The amateur tour can get serious

A day after a Mitt Romney adviser told the Daily Telegraph that he would pay special attention to the special relationship with his Anglo-Saxon confrères (“We are part of an Anglo-Saxon heritage, and he feels that the special relationship is special”), the candidate himself blew up that relationship with remarks about London’s lack of preparedness for the Olympics and popular lack of enthusiasm for the games.  Things reportedly went better at a fundraiser attended mainly by American expat financiers, who may actually be more Mitt’s type than (Conservative) Prime Minister David Cameron.  Or mayor of London Boris Johnson:

Even for an Obamista like me, it is too much to hope that Romney’s awkward performance will be repeated in Poland and Israel, where Mitt is headed next.  But there are some ripe possibilities:  in Jerusalem, there is the touchy issue of where Christ will reappear on earth.  I’m no expert on Mormon theology, but Missouri seems to play a role that makes things awkward for Romney and may surprise many Christians (as well as those Jews still waiting for the Messiah).  I won’t even try to guess what gaffes are possible in Warsaw.  It is a city so full of both human horror and musical glory that there are lots of possibilities. I hope Romney knows he is supposed to like Chopin.

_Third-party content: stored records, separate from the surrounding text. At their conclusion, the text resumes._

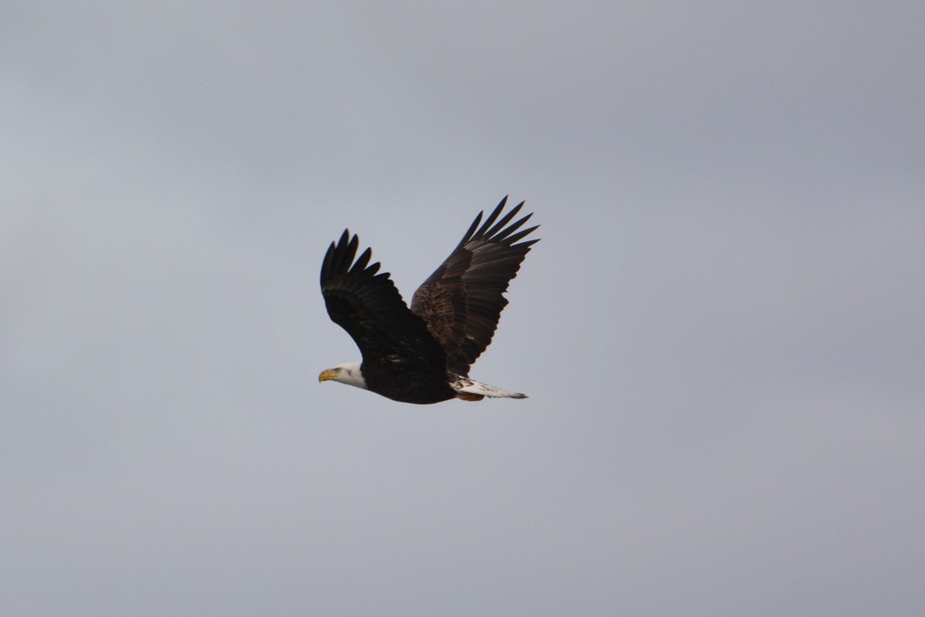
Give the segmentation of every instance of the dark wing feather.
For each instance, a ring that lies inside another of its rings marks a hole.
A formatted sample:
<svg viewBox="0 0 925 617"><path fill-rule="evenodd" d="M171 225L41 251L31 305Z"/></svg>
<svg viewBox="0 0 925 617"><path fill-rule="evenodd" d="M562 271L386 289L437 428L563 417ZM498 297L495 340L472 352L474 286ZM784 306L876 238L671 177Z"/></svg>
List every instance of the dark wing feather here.
<svg viewBox="0 0 925 617"><path fill-rule="evenodd" d="M511 223L523 202L500 216L507 199L481 227L484 213L479 213L453 252L412 299L412 312L427 324L443 346L447 366L458 375L467 376L469 366L491 342L508 303L502 294L530 246L539 241L519 242L538 226L518 231L532 214Z"/></svg>
<svg viewBox="0 0 925 617"><path fill-rule="evenodd" d="M367 368L380 366L389 372L423 370L442 376L442 348L405 305L388 273L378 273L378 263L369 265L370 249L354 262L359 241L345 229L325 253L321 293L331 321L347 330L360 348L364 375Z"/></svg>

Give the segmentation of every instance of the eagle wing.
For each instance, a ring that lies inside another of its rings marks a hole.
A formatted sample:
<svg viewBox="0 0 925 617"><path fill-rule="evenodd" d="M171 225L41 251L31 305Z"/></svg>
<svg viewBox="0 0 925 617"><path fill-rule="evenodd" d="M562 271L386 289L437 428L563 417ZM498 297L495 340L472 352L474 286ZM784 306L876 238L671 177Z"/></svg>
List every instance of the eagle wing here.
<svg viewBox="0 0 925 617"><path fill-rule="evenodd" d="M539 227L518 231L532 213L511 223L524 202L499 220L507 199L501 200L481 227L484 213L479 213L453 252L412 299L412 313L420 315L443 346L447 367L462 376L491 342L501 310L508 303L502 294L517 276L530 246L539 241L518 242Z"/></svg>
<svg viewBox="0 0 925 617"><path fill-rule="evenodd" d="M331 242L321 265L321 293L331 321L344 328L363 353L364 372L446 371L443 349L421 317L412 313L388 272L369 265L366 249L354 262L359 238L345 229Z"/></svg>

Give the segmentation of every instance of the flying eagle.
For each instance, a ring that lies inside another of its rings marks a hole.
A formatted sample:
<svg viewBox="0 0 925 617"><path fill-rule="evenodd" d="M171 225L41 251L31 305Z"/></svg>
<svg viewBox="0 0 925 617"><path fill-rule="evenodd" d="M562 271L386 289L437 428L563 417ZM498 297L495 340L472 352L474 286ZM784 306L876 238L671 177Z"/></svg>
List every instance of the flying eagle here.
<svg viewBox="0 0 925 617"><path fill-rule="evenodd" d="M353 339L363 362L323 371L318 381L339 381L419 404L453 398L526 398L469 378L469 367L491 342L508 303L501 294L530 246L539 241L519 241L538 226L518 231L533 214L511 223L524 203L501 216L507 199L481 227L485 213L479 213L450 256L414 292L410 309L388 273L378 273L378 263L369 265L371 249L356 258L359 238L344 229L325 253L321 293L331 321Z"/></svg>

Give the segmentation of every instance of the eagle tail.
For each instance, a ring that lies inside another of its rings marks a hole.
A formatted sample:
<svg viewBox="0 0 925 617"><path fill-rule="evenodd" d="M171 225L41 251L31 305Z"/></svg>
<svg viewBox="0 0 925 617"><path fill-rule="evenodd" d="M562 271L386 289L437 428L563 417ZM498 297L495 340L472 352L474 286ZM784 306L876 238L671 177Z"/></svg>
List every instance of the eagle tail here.
<svg viewBox="0 0 925 617"><path fill-rule="evenodd" d="M469 377L458 377L450 382L450 387L456 391L456 398L462 401L481 401L485 397L489 399L525 399L526 394L512 392L511 390L495 388L481 381L475 381Z"/></svg>

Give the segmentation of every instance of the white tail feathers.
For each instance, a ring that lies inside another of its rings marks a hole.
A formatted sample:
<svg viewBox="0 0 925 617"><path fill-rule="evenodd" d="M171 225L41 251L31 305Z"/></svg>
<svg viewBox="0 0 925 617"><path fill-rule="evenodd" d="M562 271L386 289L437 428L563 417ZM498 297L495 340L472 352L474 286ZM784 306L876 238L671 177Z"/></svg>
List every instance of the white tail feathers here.
<svg viewBox="0 0 925 617"><path fill-rule="evenodd" d="M463 401L481 401L485 397L489 399L525 399L526 394L512 392L510 390L495 388L481 381L475 381L468 377L459 377L450 384L456 390L456 398Z"/></svg>

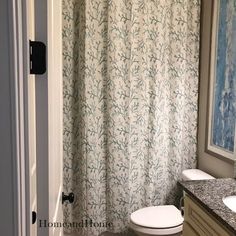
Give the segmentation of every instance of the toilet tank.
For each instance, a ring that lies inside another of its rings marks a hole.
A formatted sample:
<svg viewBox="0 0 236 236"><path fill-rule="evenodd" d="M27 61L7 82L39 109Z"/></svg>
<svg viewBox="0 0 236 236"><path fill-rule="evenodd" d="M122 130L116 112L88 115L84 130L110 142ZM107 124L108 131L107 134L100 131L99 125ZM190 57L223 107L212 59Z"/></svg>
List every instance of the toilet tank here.
<svg viewBox="0 0 236 236"><path fill-rule="evenodd" d="M189 169L182 172L182 180L215 179L213 176L199 169Z"/></svg>

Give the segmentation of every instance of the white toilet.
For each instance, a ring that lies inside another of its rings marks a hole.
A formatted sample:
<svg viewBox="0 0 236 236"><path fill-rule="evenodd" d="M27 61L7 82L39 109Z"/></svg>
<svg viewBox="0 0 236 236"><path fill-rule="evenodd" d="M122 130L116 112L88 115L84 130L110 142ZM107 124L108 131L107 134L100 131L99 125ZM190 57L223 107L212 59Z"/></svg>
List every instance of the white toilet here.
<svg viewBox="0 0 236 236"><path fill-rule="evenodd" d="M182 180L203 179L214 179L214 177L198 169L182 172ZM183 217L174 205L151 206L133 212L129 225L139 236L180 236Z"/></svg>

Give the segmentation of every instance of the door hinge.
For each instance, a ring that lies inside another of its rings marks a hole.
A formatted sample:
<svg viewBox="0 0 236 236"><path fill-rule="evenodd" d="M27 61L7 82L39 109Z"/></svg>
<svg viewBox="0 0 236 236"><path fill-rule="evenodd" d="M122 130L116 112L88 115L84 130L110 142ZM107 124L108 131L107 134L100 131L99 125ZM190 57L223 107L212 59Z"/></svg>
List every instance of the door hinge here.
<svg viewBox="0 0 236 236"><path fill-rule="evenodd" d="M46 72L46 45L39 41L29 41L30 74L41 75Z"/></svg>
<svg viewBox="0 0 236 236"><path fill-rule="evenodd" d="M32 211L32 224L36 222L37 219L37 213L35 211Z"/></svg>

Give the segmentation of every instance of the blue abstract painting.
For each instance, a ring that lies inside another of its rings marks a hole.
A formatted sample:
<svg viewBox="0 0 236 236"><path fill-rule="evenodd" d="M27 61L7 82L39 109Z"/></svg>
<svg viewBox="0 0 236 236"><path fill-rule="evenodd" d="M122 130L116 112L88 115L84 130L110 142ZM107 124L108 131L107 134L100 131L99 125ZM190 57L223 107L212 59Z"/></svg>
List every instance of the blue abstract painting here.
<svg viewBox="0 0 236 236"><path fill-rule="evenodd" d="M233 152L236 124L236 0L219 0L212 144Z"/></svg>

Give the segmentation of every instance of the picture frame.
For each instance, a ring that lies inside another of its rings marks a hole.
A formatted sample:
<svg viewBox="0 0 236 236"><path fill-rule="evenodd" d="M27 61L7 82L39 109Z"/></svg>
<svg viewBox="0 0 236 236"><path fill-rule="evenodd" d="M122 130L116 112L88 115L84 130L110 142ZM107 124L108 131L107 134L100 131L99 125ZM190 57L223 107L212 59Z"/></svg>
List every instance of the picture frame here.
<svg viewBox="0 0 236 236"><path fill-rule="evenodd" d="M214 0L206 152L236 160L236 0Z"/></svg>

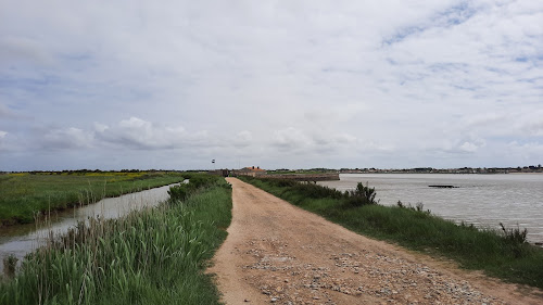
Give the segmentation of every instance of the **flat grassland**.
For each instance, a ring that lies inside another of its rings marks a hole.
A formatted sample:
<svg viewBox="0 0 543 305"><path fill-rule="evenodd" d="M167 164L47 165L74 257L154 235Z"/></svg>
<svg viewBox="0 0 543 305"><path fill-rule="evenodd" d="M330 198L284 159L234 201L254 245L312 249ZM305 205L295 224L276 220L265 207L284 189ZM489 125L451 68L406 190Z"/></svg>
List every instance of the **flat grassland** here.
<svg viewBox="0 0 543 305"><path fill-rule="evenodd" d="M226 238L231 188L187 177L199 183L182 201L91 218L27 255L0 280L0 304L219 304L203 269Z"/></svg>
<svg viewBox="0 0 543 305"><path fill-rule="evenodd" d="M35 221L47 211L180 182L180 173L38 171L0 175L0 224Z"/></svg>

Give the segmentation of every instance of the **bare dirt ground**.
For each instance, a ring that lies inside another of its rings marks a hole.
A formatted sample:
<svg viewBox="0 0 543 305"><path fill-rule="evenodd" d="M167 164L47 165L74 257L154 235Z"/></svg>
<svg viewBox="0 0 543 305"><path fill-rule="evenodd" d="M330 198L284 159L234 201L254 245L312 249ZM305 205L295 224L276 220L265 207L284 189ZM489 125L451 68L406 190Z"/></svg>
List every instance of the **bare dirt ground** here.
<svg viewBox="0 0 543 305"><path fill-rule="evenodd" d="M362 237L228 181L232 223L209 269L226 304L543 304L541 290Z"/></svg>

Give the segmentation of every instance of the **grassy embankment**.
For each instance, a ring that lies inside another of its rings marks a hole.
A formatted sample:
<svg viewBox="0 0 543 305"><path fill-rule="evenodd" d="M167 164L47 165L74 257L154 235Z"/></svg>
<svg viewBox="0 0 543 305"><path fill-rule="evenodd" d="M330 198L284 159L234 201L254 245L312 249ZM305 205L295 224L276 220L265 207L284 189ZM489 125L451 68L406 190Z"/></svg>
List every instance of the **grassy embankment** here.
<svg viewBox="0 0 543 305"><path fill-rule="evenodd" d="M464 268L484 270L507 281L543 288L543 249L528 244L526 233L519 229L493 231L456 225L421 206L383 206L359 201L357 204L352 194L321 186L241 179L355 232L445 256Z"/></svg>
<svg viewBox="0 0 543 305"><path fill-rule="evenodd" d="M226 238L231 189L191 175L184 200L80 224L0 283L0 304L218 304L203 267Z"/></svg>
<svg viewBox="0 0 543 305"><path fill-rule="evenodd" d="M0 175L0 225L33 223L46 211L182 181L179 173L21 173Z"/></svg>

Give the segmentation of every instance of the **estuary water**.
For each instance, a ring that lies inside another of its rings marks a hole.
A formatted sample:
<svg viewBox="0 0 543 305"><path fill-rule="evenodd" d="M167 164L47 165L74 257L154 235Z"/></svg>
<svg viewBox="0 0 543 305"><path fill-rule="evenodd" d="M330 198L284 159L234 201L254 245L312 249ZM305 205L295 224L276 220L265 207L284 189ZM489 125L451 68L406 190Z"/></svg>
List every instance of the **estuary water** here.
<svg viewBox="0 0 543 305"><path fill-rule="evenodd" d="M174 186L174 185L172 185ZM47 223L16 225L0 228L0 275L3 271L3 258L14 255L20 260L29 252L43 244L51 233L58 236L67 232L78 221L99 216L102 219L117 218L148 206L156 206L166 201L171 186L129 193L116 198L106 198L81 207L52 213Z"/></svg>
<svg viewBox="0 0 543 305"><path fill-rule="evenodd" d="M341 174L339 181L318 182L340 191L358 182L375 187L380 204L397 201L456 223L480 228L528 229L531 243L543 242L543 175L458 175L458 174ZM431 188L429 186L454 186Z"/></svg>

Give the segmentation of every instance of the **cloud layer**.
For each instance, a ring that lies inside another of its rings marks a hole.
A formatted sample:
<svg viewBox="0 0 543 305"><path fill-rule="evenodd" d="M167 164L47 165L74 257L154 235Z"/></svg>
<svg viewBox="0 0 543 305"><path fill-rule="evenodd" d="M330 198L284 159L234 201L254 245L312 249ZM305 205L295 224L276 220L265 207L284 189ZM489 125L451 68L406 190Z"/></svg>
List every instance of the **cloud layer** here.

I’m all in favor of the growing tradition of American presidential candidates going abroad.  Both Mitt Romney and Barack Obama have lived in foreign countries (principally France and Indonesia, respectively), which is refreshing for those of us who have lived a good part of our lives abroad (mine in Geneva, Rome, Brasilia and the Balkans).  Foreigners don’t vote, but Americans should get some idea of how a candidate will project in other countries.

Then there is the Americans abroad constituency, which is substantial in all three countries Romney is stopping in.  More than six million Americans are thought to live abroad.  This is a serious number, more than 2% of the American citizenry, a number that could possibly determine the election outcome.

Romney will be focusing on Israel’s many Americans, who provide a goodly number of the settlers in the West Bank.  It will not be hard for him to fish for votes among them.  All he needs to do is make noises of stronger-than-Obama support for Israel’s security and forget to mention the two-state solution, blaming the failure of negotiations on the Palestinians.  This will align him with the settlers who see themselves as the solution, not the problem.

That is a snare and a delusion.  Here is where an amateur tour of the world gets serious and dangerous.  We can all laugh at a candidate’s advisor who thinks it is important that Romney is more Anglo-Saxon than Barack Obama, who himself has lots of “Anglo-Saxon” genes in him (certainly more than I do!).  We can enjoy the gaffe about the Olympics.  I’ll even giggle if Romney says Chopin is boring.  But if he in effect abandons the two-state solution and lines up with Sheldon Adelson’s settler friends, that will put America at serious risk of electing a president committed to perpetual war with the Palestinians and the Arab world.

 

Tags : ,

One thought on “The amateur tour can get serious”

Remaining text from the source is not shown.